Versare la panna liquida freschissima e fredda appena tolta dal frigorifero in un barattolo di vetro pulitissimo, chiuderlo con il coperchio molto bene, se non volete dopo pulire la cucina, e agitatelo vigorosamente per una decina di minuti, possono aiutarvi i ragazzi

Quando la materia grassa si sarà separata dalla parte liquida, prendete la parte solida e mettetela in un telo di lino pulito, chiudete bene e strizzate in modo da far uscire le restanti parti di siero. Sciacquare poi il burro con l’acqua corrente. Potete metterlo in frigo in una ciotola ed utilizzarlo in cucina al naturale o lavorarlo con una forchetta ed aromatizzarlo con spezie, erbe o ingredienti vari. 

Appena aromatizzato dategli una forma desiderata, chiudetelo con carta oleata e conservatelo in frigo fino a circa 10 minuti dall’utilizzo.

I burri aromatici non si possono conservare per più di 2-3 giorni

Il liquido rimasto dalla preparazione del burro è il latticello

Qui di seguito alcune aromatizzazioni

BURRO AI FRUTTI di BOSCO

Prendete 100g di frutti di bosco misti a piacere e frullateli grossolanamente, filtrateli e riscaldate il succo assieme a 2 cucchiai di zucchero fino a creare uno sciroppo denso, fate raffreddare. Amalgamate a 200g di burro a pomata la polpa di frutta e lo sciroppo.

BURRO ai POMODORINI e CAPPERI

Tritate 100gr di pomodorini confit (passate in forno a 120° per circa 1-2 ore dei pomodorini conditi con un filo d’olio, origano, aglio e zucchero di canna) con dei capperi e origano fresco.
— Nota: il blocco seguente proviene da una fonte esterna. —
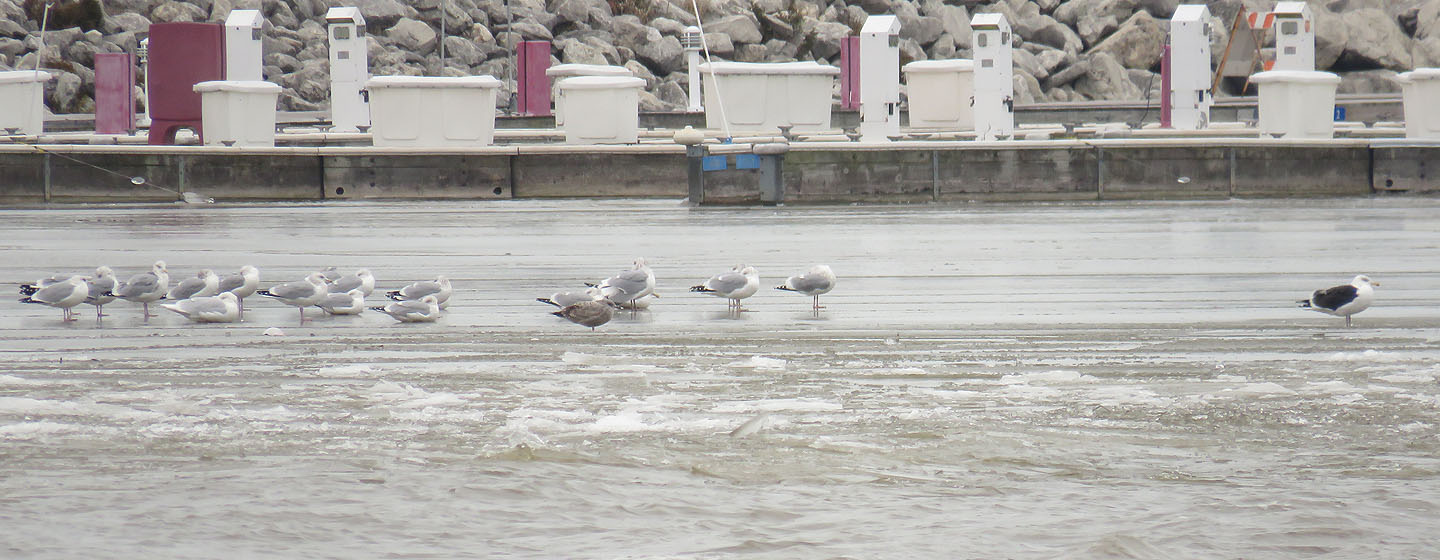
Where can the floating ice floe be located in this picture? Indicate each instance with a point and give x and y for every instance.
(761, 363)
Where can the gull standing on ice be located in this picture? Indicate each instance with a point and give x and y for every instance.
(146, 287)
(202, 285)
(628, 287)
(738, 284)
(439, 288)
(208, 308)
(43, 282)
(362, 280)
(814, 282)
(349, 303)
(425, 310)
(300, 294)
(242, 284)
(101, 290)
(570, 298)
(1344, 300)
(64, 295)
(588, 313)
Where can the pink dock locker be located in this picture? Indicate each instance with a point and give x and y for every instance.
(114, 92)
(533, 87)
(180, 56)
(850, 74)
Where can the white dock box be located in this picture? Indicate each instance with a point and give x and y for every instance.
(432, 111)
(22, 94)
(941, 94)
(763, 97)
(560, 72)
(238, 113)
(1296, 104)
(1422, 88)
(604, 110)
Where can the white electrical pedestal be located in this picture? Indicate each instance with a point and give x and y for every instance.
(1190, 68)
(349, 69)
(880, 79)
(994, 77)
(244, 58)
(693, 42)
(22, 94)
(1293, 36)
(1422, 88)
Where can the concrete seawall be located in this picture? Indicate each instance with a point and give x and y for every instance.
(811, 172)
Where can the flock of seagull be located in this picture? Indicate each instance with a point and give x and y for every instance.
(212, 298)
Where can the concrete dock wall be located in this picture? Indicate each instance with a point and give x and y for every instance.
(905, 172)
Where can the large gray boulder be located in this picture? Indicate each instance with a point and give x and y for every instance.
(740, 28)
(414, 35)
(177, 12)
(1092, 29)
(1138, 43)
(719, 45)
(530, 29)
(825, 41)
(1106, 79)
(1427, 20)
(380, 15)
(1375, 41)
(12, 29)
(1331, 38)
(1426, 52)
(462, 51)
(1378, 81)
(664, 55)
(1072, 10)
(130, 22)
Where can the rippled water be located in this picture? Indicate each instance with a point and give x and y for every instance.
(1027, 382)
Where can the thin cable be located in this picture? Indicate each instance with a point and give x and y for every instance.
(39, 52)
(704, 46)
(133, 180)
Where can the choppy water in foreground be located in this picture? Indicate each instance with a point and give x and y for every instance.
(994, 382)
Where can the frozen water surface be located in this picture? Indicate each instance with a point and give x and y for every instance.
(1024, 382)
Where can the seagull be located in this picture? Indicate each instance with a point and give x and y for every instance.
(630, 285)
(425, 310)
(588, 313)
(203, 284)
(101, 290)
(146, 287)
(64, 295)
(568, 298)
(738, 284)
(349, 303)
(1344, 300)
(814, 282)
(439, 288)
(43, 282)
(301, 294)
(362, 280)
(242, 284)
(208, 308)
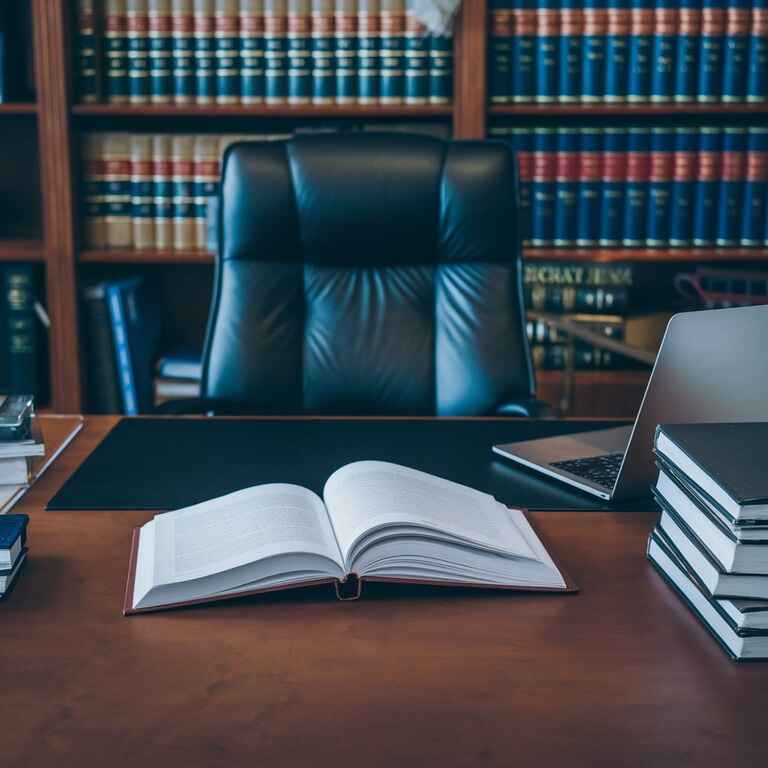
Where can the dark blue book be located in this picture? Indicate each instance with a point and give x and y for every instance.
(705, 193)
(663, 49)
(543, 186)
(639, 50)
(754, 227)
(566, 185)
(617, 51)
(711, 51)
(660, 186)
(547, 50)
(593, 51)
(636, 191)
(737, 23)
(613, 172)
(569, 79)
(687, 54)
(731, 191)
(589, 197)
(683, 183)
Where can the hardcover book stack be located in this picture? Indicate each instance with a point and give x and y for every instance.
(617, 51)
(711, 543)
(657, 187)
(260, 52)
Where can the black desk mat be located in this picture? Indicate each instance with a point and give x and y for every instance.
(162, 464)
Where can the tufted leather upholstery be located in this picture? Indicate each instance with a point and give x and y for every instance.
(369, 274)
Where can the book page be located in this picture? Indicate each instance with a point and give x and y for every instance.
(369, 494)
(240, 528)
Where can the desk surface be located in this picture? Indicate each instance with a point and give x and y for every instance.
(620, 674)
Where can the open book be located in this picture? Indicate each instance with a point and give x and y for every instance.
(376, 521)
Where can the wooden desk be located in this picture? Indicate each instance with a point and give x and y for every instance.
(618, 675)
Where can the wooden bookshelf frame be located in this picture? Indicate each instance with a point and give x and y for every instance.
(59, 123)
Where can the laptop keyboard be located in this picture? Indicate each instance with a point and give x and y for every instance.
(601, 470)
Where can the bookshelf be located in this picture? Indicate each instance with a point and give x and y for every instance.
(53, 234)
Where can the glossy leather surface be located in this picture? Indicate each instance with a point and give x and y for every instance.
(369, 274)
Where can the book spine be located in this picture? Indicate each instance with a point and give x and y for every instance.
(683, 183)
(754, 223)
(737, 23)
(711, 51)
(706, 187)
(571, 31)
(639, 53)
(183, 174)
(523, 52)
(227, 40)
(87, 42)
(636, 191)
(757, 55)
(116, 51)
(117, 190)
(566, 183)
(613, 172)
(251, 46)
(731, 192)
(142, 192)
(659, 187)
(616, 52)
(593, 52)
(275, 51)
(588, 222)
(499, 51)
(205, 53)
(663, 49)
(547, 50)
(323, 70)
(137, 23)
(417, 46)
(687, 52)
(160, 52)
(162, 178)
(345, 34)
(392, 30)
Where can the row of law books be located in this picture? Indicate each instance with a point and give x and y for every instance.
(260, 52)
(653, 187)
(618, 51)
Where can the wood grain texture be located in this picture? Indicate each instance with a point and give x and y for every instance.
(620, 674)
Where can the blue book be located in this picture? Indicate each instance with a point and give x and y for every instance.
(705, 191)
(687, 53)
(663, 50)
(543, 186)
(660, 186)
(593, 51)
(589, 197)
(613, 172)
(754, 227)
(617, 51)
(683, 183)
(711, 51)
(566, 185)
(735, 43)
(731, 191)
(636, 192)
(639, 50)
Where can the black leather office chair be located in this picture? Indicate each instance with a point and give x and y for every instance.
(368, 274)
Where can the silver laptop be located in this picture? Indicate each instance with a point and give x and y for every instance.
(712, 366)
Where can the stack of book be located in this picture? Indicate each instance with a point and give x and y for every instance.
(618, 51)
(13, 549)
(260, 52)
(656, 187)
(711, 543)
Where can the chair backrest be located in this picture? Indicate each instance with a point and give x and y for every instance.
(368, 274)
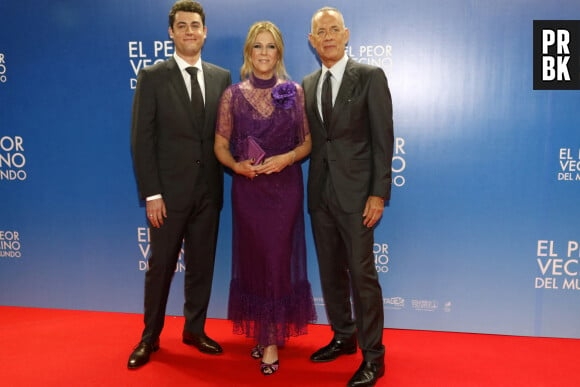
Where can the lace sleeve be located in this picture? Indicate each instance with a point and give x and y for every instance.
(302, 121)
(225, 118)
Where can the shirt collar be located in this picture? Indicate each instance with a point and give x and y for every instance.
(338, 68)
(182, 64)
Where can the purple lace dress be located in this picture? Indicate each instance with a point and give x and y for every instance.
(270, 297)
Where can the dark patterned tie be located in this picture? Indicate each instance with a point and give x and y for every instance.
(326, 100)
(196, 97)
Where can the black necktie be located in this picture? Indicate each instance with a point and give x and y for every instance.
(196, 97)
(326, 100)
Amalgamate con 200g di burro a pomata, regolate di pepe se serve.

BURRO RADICCHIO e NOCI

Tagliate a listarelle sottili 60g di radicchio di Chioggia o Treviso condite con un goccio d’aceto di mele e tritate 50g di noci. 

Amalgamate tutto con 200g di burro a pomata, aggiungete un pizzico di noce moscata assaggiate e regolate con un po’ di pepe se serve.

BURRO AI FICHI E PROFUMO D’ARANCIA

Tagliate a pezzetti 150 g di fichi secchi e fateli macerare per 2 ore o meglio per tutta la notte in 50 ml di Gran Marnier. 

Quando sono pronti scolateli bene, tamponateli con carta assorbente da cucina e aggiungeteli al burro, profumandolo con una scorza d’arancia. Amalgamate, quindi date desiderate al burro e mettetelo in frigorifero fino a 10 minuti dall’uso.